Heleno
de Freitas talvez tenha sido o mais polêmico jogador do futebol brasileiro até
hoje. Um verdadeiro craque que maravilhava multidões. Mas sofria de uma doença
que foi diagnosticada tarde demais, paralisia geral progressiva, também
conhecida como neurossífilis ou sífilis terciária, que não tem cura e o
tratamento apenas impede o avanço, sem dar fim às sequelas.
Essa
doença, contraída possivelmente por seu envolvimento com prostitutas, foi a
grande culpada pelas atitudes amalucadas que tomava dentro e fora de campo. A
sífilis é um mal silencioso. Na primeira fase, aparecem pequenas feridas, que
somem em três semanas. Pouco tempo depois, a manifestação é uma alergia no
corpo, que igualmente desaparece.
O
paciente perde peso, apresenta fortes dores musculares e passa a caminhar como
se estivesse perdendo o equilíbrio. As principais manifestações psiquiátricas
são mania de grandeza, discurso sem nexo e confusão entre fantasia e realidade
– sintomas apresentados por Heleno.
Heleno
nasceu em São João Nepomuceno (MG), no dia 12 de fevereiro de 1920. Tinha sete
irmãos. Aos sete anos de idade já jogava futebol no segundo time do infantil do
Mangueira, de sua cidade natal. Em 1933, quando tinha 11 anos, sua família se mudou
para o Rio de Janeiro.
No
Rio foram morar no Posto 6, localizado no canto direito da Praia de Copacabana,
e que na época recém começava a ser
povoado. Hoje é uma área nobre, repleta de construções.
Foi
um pouco adiante de onde morava, no Posto 4, que Heleno começou a mostrar seu
futebol refinado, no time de praia do famoso “Neném Prancha”, roupeiro do
Botafogo, onde jogavam várias pessoas ligadas ao alvinegro carioca. De cara se
destacou e em 1935, aos 15 anos já estava fazendo sua primeira partida oficial
pelo “Glorioso”.
Os
estudos e o trabalho, que ele conheceu cedo, não permitiam uma dedicação total
ao futebol. Nessa época cursava o Ginasial no Colégio São Bento e trabalhava na
firma Hime & Companhia. Depois obteve o bacharelado em Ciências Jurídicas e
Sociais pela Faculdade de Direito, atual Faculdade Nacional de Direito da
Universidade Federal do Rio de Janeiro (UFRJ).
Era
considerado membro da alta sociedade, com amigos empresários, juristas e
diplomatas. Seu pai era dono de um cafezal e ainda cuidava de negócios de papel
e chapéus. Chegou uma hora em que a irregularidade no comparecimento aos
treinos fez com que Heleno deixasse o clube, ficando apenas no time de praia, a
título de recreação.
Em
1938, porém, alguns amigos decidiram levá-lo para o Fluminense, dono de uma
equipe forte, onde teria maiores possibilidades de progredir na carreira. Foi
para o tricolor sem contudo abandonar o Botafogo.
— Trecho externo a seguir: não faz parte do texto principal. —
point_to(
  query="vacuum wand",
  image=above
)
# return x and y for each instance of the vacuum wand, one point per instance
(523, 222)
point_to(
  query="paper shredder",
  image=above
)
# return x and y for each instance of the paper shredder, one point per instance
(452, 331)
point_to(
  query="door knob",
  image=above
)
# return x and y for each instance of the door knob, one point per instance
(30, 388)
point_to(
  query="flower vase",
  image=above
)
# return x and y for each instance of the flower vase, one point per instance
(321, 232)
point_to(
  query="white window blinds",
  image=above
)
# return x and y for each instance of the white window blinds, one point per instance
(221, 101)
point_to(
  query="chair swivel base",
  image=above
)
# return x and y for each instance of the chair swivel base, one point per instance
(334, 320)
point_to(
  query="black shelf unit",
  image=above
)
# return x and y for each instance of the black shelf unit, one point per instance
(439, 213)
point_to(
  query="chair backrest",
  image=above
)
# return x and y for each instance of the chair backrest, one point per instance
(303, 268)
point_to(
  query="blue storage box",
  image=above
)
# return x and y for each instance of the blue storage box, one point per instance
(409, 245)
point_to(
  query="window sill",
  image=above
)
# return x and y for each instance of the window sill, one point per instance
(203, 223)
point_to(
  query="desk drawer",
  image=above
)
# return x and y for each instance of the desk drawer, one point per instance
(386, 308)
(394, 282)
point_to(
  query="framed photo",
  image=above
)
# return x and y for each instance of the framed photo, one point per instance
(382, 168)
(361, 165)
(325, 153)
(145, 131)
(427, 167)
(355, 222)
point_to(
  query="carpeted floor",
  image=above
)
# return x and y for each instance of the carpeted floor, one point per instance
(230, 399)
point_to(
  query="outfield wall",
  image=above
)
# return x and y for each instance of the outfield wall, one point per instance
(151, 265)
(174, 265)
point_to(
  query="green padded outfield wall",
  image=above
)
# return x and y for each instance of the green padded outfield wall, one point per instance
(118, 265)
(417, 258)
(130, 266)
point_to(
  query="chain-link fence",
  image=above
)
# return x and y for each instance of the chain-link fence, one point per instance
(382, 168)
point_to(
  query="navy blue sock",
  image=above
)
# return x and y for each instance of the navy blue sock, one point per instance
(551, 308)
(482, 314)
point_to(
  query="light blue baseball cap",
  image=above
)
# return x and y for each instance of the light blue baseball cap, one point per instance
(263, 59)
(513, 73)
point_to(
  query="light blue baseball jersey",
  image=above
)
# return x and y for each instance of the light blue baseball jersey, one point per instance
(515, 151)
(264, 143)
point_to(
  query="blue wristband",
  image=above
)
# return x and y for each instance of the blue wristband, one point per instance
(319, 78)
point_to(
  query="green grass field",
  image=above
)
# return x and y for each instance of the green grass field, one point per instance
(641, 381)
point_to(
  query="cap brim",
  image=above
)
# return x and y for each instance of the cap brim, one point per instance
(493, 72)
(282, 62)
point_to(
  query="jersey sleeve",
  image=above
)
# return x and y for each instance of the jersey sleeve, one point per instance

Isso era possível, porque
alguns clubes já haviam adotado o profissionalismo, exemplo do Fluminense e
outros não, caso do Botafogo.
Durante
algum tempo Heleno viveu a curiosa experiência de jogar nos dois times. Em 1940
ele integrou-se totalmente ao Botafogo. Mas sua estada no Fluminense foi
importante, visto que o treinador uruguaio Carlomagno descobriu que ele não era
centro-médio, posição em que se apresentou no clube, e sim centro-avante.
Ainda
em 1940 ele seguiu para sua primeira experiência internacional, uma viagem do
Botafogo ao México. Era reserva de Carvalho Leite, artilheiro do clube, e chegou
a entrar no time algumas vezes. Nesse mesmo ano conquistou a titularidade nas
disputas do Campeonato Carioca, com o time perdendo o título na última rodada.
Com
seu 1,82m de altura não demorou a se tornar o maior ídolo botafoguense, antes
de Garrincha, mesmo tendo sido campeão pelo clube uma única vez, em 1935.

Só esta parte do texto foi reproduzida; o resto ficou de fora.